Charles Ray and Ginger Dodson had grown accustomed to wildlife wandering through their backyard. Mountain lions, bobcats, and bears were practically neighbors. But a lone miniature goat? That was something else entirely.
“At first, we figured she belonged to someone nearby and would wander back on her own,” Ginger recalled to The Dodo. “So we let it go — but the longer she stayed, the harder it got to ignore her. She’d just stand there watching us.”
Weeks passed with no sign of an owner. Charles made calls to animal control, but no one could step in. Meanwhile, Ginger’s concern grew — the wilderness around Evergreen isn’t exactly forgiving for a small domesticated animal.
“You try to relax in the hot tub and all you can think is, ‘That goat is not going to make it through the night,'” she laughed. “It really kills the whole zen experience.”
Unwilling to do nothing, the couple contacted Broken Shovels Farm Sanctuary and hatched a rescue plan. As it turned out, locals had been spotting the mysterious little goat drifting through the mountain community since 2024 — a white blur among boulders, a set of small horns silhouetted against a ridge — for well over a year.

The sightings had even sparked curiosity in a neighborhood Facebook group, where someone asked whether mountain goats lived in the area. They do, but native Rocky Mountain goats are large, heavy-coated animals with distinctive black horns — nothing like the petite creature that had captured everyone’s attention.
Following Broken Shovels’ advice, Charles and Ginger began building trust with the goat using animal crackers and carrots, leaving treats inside a large dog pen set up in a neighbor’s yard.
“We started talking to her, spending time with her,” Ginger said. “We were making friends.”
Their window to act came in late January, just ahead of an incoming winter storm. The couple placed a bowl of carrots and apples inside the pen and waited. When the goat stepped in to eat, Ginger pulled a rope attached to the door and it swung shut.

“She immediately threw herself at the door,” Ginger said. “She was furious.” But she was finally safe.
The Broken Shovels team came to transport her to their facility, where they named her Griselda and identified her as a Nigerian dwarf-pygmy goat mix. Despite her months alone in the mountains, she arrived in remarkably good shape.
“Other than what appeared to be mild frostbite on her nose, she looked great,” said Andrea Davis, the sanctuary’s director. “Her hooves were practically perfect — worn smooth from all that time on the rocks.”

The team believes Griselda was likely abandoned after living in a domestic setting, which makes her extended solo survival all the more extraordinary.
“She had to be incredibly sharp and adaptable to have lasted out there on her own for so long,” Davis said.
It didn’t take long for Griselda’s true personality to emerge once she was safe and surrounded by people.

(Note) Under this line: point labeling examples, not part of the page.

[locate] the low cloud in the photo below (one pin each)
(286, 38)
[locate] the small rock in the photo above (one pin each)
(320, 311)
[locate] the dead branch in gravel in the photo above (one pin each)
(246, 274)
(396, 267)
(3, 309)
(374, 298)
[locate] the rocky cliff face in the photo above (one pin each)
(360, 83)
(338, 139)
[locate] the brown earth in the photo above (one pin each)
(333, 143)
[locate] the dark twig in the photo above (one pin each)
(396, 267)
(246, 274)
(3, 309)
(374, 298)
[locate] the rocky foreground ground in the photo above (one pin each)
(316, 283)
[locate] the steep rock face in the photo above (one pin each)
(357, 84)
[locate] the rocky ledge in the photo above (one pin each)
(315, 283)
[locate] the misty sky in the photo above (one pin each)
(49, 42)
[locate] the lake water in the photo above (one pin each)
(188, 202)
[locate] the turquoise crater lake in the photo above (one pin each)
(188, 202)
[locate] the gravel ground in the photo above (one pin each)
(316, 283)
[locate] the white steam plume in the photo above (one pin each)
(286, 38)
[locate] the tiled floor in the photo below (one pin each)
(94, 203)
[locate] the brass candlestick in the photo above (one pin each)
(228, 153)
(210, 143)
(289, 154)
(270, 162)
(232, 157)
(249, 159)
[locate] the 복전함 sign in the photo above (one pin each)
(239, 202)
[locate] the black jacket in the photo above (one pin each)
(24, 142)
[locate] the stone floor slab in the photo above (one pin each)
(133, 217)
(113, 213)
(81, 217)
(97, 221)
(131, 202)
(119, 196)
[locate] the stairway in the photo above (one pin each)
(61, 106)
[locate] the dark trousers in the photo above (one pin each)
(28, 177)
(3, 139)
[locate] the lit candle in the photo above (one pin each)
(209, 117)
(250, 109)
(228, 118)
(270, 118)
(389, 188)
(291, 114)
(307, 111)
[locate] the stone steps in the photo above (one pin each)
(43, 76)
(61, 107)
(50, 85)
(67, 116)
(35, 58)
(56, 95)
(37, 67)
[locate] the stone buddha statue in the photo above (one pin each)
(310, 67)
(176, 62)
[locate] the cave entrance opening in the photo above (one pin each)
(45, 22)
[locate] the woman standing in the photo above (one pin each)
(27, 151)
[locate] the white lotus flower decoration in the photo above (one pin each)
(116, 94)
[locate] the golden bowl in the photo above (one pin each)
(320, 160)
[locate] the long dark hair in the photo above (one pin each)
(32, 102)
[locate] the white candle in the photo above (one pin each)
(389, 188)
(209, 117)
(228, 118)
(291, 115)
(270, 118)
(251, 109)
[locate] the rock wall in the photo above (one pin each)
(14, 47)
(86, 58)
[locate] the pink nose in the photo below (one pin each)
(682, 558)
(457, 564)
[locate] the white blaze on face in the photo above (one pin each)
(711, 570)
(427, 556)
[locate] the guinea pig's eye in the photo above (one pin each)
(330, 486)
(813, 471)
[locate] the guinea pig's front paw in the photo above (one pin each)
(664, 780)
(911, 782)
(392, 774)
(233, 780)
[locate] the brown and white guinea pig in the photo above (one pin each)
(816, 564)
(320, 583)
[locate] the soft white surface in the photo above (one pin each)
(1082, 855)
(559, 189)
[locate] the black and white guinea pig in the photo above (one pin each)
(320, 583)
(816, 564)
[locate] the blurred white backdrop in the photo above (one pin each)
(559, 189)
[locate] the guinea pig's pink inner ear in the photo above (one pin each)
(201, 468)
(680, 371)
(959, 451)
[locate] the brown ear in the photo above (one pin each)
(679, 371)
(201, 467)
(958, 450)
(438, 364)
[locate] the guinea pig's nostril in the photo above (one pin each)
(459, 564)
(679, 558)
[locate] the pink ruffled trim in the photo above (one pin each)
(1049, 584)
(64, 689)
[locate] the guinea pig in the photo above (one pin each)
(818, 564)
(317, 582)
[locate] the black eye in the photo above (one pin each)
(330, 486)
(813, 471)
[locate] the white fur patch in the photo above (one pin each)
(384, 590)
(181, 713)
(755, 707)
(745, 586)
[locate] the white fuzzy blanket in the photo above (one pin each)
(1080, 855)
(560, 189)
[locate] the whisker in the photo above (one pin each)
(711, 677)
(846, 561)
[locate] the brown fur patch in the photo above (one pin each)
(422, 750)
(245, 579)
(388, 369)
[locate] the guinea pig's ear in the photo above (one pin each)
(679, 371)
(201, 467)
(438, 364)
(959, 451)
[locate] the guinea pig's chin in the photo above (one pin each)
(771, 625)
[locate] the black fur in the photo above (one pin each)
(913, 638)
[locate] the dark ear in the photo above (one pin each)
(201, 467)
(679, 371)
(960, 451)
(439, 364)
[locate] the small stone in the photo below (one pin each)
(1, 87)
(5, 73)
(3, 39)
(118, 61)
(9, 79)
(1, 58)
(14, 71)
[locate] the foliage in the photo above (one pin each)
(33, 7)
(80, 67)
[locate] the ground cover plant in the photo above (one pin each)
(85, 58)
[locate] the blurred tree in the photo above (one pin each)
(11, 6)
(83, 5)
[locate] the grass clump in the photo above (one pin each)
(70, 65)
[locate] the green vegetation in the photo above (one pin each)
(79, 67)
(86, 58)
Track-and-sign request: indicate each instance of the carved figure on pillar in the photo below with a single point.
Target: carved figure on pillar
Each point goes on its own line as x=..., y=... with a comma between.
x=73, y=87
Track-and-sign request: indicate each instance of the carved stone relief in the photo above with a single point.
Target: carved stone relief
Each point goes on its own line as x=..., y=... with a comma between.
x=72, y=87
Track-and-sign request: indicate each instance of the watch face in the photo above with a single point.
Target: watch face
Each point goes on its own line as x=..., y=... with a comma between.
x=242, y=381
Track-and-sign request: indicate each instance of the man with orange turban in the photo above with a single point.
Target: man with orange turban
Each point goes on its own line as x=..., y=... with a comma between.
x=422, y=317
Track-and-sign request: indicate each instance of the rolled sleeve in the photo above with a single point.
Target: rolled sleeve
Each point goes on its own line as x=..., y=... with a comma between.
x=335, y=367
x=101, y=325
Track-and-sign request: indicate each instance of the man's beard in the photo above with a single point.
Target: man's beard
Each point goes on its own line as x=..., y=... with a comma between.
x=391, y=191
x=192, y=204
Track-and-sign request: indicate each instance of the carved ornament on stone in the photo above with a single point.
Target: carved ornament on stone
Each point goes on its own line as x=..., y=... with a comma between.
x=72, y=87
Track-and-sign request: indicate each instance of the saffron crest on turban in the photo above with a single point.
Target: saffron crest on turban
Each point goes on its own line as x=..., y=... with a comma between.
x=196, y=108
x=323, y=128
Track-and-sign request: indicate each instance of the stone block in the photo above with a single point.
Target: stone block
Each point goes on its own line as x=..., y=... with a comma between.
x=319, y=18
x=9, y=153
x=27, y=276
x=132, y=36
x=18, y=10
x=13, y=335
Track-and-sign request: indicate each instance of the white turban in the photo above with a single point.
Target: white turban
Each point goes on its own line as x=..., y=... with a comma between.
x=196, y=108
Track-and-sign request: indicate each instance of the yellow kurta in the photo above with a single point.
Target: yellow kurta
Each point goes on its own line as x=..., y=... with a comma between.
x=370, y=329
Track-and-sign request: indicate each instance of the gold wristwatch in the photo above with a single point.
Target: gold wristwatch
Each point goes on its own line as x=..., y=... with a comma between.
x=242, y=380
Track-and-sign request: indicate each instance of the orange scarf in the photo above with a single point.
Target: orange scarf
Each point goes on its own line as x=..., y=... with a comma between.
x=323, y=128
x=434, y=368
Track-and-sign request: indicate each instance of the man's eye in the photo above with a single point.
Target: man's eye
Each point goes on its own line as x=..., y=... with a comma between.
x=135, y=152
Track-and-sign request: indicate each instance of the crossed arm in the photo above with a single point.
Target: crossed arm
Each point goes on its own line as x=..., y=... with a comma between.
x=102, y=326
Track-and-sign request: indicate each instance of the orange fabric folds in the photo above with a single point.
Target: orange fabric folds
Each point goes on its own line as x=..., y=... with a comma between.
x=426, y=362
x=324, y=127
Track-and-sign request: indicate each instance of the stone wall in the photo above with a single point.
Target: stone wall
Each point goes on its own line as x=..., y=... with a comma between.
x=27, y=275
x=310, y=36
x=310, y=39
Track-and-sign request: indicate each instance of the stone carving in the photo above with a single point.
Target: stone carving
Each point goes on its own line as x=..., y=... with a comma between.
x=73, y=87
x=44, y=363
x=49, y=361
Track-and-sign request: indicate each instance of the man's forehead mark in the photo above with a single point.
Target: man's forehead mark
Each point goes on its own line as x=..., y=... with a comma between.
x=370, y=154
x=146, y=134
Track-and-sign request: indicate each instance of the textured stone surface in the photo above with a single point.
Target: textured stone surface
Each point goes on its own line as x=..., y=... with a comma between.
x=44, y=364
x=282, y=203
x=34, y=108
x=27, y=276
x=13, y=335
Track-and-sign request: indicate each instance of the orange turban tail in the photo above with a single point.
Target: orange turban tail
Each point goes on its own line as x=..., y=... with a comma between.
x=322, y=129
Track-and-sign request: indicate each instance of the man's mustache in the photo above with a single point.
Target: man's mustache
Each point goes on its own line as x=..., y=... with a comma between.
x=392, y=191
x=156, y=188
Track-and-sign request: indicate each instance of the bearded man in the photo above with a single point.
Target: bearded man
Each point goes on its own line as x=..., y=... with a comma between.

“Within days she completely opened up,” Davis said. “She became loud, expressive, and totally demanding in the best way. She’s a total extrovert — being alone out there must have been genuinely painful for her.”
Griselda has since been rehomed at Sticker Weed Farm, a private animal sanctuary, where she’s already busy making friends — mostly other goats.
Still, Charles and Ginger find themselves thinking about the spirited little animal who used to watch them from the yard.
“She was just a beautiful goat,” Charles said. “We still miss seeing her out there.”